In practical terms, this means you may be limited by the size of the
stack. Since the objects you are allocating are hu-YUDGE, this is not
surprising. Unfortunately, like any other stack-space related problem
(other large, non-VL arrays, deep recursion), there is no portable way
to /catch/ them. Which is a strong reason why you should at least avoid
using them for big ones.
Since you're using C++, I highly recommend using std::vector instead.
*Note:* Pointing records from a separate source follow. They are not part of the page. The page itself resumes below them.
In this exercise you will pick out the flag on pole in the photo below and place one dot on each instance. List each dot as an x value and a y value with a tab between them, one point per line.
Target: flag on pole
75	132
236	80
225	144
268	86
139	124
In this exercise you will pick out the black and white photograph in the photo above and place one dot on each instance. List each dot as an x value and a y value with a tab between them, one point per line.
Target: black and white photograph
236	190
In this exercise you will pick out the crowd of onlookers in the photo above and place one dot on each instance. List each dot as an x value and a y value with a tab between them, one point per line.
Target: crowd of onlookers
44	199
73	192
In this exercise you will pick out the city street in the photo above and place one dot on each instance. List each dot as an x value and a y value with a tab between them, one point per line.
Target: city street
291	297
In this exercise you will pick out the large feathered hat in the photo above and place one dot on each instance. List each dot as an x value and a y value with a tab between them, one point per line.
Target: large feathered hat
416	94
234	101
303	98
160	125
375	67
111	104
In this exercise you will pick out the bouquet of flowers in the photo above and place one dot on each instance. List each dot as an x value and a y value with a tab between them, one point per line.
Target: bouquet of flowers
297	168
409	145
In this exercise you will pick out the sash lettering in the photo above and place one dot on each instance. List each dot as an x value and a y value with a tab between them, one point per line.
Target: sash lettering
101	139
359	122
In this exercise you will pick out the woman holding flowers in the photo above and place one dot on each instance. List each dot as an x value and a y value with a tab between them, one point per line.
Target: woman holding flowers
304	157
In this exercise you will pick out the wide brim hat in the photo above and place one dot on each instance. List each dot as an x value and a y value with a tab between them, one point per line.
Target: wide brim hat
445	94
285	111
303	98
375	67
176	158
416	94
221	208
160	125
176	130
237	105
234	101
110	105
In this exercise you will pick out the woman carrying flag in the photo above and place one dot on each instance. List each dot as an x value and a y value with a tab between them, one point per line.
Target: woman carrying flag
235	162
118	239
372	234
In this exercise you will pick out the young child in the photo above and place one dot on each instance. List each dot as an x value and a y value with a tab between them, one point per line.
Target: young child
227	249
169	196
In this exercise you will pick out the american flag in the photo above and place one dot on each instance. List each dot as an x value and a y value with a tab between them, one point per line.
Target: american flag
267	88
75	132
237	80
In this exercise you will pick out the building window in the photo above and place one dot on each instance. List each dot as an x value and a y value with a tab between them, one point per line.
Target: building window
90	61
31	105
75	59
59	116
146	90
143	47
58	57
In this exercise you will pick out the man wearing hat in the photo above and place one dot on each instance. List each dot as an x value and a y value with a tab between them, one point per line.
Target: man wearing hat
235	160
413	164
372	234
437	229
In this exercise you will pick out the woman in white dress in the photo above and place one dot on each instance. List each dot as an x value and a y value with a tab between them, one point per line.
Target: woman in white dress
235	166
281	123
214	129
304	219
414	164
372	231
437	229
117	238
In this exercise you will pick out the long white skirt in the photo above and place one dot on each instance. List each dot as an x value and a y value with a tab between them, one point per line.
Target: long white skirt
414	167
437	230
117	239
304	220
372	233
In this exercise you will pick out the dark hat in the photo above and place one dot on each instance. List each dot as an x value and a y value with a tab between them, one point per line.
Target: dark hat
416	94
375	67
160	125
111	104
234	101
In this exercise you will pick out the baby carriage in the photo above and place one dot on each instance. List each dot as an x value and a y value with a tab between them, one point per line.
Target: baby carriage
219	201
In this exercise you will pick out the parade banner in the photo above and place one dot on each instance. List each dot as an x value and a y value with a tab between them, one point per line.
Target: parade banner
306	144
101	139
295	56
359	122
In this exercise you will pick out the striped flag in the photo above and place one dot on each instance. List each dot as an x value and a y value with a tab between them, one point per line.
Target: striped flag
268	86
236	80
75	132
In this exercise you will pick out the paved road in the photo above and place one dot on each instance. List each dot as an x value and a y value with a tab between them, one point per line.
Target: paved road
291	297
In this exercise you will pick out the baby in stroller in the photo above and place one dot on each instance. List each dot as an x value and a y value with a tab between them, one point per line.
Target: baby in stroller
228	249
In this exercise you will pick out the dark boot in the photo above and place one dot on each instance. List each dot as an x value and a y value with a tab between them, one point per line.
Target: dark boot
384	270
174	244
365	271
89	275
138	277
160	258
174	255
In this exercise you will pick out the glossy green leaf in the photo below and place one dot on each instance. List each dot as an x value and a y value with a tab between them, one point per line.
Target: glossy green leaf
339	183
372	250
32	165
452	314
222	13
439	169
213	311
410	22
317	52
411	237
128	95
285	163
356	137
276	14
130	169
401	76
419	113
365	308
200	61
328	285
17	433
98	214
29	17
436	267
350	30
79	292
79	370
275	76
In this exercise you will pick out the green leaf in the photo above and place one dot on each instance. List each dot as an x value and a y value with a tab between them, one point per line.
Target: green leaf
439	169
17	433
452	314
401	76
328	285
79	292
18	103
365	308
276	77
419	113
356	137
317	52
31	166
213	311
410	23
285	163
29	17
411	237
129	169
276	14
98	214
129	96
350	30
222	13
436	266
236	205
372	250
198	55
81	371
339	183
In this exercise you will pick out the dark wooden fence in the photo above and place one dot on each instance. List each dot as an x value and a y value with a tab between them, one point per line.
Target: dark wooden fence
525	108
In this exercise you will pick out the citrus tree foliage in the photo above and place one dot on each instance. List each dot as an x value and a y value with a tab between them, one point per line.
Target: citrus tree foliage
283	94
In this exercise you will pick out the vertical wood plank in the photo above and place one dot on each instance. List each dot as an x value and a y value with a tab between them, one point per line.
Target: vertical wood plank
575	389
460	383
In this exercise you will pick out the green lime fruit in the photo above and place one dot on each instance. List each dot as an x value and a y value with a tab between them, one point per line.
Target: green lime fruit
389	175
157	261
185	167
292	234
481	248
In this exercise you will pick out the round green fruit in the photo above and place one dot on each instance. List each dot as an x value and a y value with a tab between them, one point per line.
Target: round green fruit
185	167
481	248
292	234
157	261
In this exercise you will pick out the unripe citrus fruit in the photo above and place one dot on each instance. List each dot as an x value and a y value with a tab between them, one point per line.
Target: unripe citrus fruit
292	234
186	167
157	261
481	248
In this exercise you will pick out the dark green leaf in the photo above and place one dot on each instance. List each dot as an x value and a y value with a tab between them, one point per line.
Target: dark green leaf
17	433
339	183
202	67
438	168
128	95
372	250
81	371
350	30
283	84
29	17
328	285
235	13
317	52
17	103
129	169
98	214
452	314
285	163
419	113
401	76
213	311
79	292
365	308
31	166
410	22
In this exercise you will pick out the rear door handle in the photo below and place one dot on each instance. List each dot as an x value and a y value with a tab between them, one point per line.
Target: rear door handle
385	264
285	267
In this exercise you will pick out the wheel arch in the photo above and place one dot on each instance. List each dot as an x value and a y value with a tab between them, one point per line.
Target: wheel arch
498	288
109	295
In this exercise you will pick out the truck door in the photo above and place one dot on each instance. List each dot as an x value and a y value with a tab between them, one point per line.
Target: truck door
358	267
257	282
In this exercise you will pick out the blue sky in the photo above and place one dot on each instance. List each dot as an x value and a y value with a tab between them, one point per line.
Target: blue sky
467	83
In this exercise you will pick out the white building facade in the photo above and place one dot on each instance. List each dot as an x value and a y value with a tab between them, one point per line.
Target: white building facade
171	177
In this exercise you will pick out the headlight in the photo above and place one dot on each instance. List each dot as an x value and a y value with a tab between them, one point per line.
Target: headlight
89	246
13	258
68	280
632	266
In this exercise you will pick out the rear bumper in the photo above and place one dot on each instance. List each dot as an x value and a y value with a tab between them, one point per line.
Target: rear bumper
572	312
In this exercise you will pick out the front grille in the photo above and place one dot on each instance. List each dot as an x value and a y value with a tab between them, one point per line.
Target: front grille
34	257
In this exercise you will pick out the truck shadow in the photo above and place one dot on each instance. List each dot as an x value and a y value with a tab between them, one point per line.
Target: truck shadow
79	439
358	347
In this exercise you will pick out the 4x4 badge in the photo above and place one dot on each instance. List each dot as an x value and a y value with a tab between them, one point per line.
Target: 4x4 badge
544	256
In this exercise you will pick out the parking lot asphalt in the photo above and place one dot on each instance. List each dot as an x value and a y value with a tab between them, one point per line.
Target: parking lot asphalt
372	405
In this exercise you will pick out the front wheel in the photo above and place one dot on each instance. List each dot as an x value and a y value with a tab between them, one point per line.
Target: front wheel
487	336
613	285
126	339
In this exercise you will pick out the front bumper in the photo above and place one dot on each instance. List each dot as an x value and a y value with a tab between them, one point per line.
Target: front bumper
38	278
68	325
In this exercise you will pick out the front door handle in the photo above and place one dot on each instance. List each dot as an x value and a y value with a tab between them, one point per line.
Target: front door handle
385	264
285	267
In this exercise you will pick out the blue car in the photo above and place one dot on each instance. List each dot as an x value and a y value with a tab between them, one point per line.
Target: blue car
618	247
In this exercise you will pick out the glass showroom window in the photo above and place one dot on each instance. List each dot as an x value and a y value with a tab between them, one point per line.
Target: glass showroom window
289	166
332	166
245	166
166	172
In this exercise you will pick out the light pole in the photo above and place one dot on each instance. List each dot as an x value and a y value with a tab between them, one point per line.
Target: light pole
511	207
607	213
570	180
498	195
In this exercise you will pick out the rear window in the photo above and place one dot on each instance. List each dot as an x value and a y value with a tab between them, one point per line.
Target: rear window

> It does not segfault when N=50760 but does segfault when N=50761. In GDB:
>
> $ gdb arg.exe
> GNU gdb 6.3.50_2004-12-28-cvs (cygwin-special)
> (gdb) set args 50761
> (gdb) break 1
> Breakpoint 1 at 0x401050: file arg.cc, line 1.
> (gdb) run
> Starting program: /cygdrive/c/Documents and
> Settings/psalzman/home/tests/args/arg.exe 50761
>
> Breakpoint 1, main (argc=2, argv=0x4c2b90) at arg.cc:7
> 7 {
> (gdb) n
>
> Program received signal SIGSEGV, Segmentation fault.
> 0x610ae938 in pthread_key_create () from /usr/bin/cygwin1.dll
> (gdb)
>
> which is odd; I don't believe this line number.
What line number? It didn't break at 7, it broke after you "stepped"
after 7, which means you don't necessarily know where it broke. I
usually let segfaulting programs dump core, and then use gdb to examine
where it was when it got the signal. I don't think you'll get very
useful information that way for this example, however.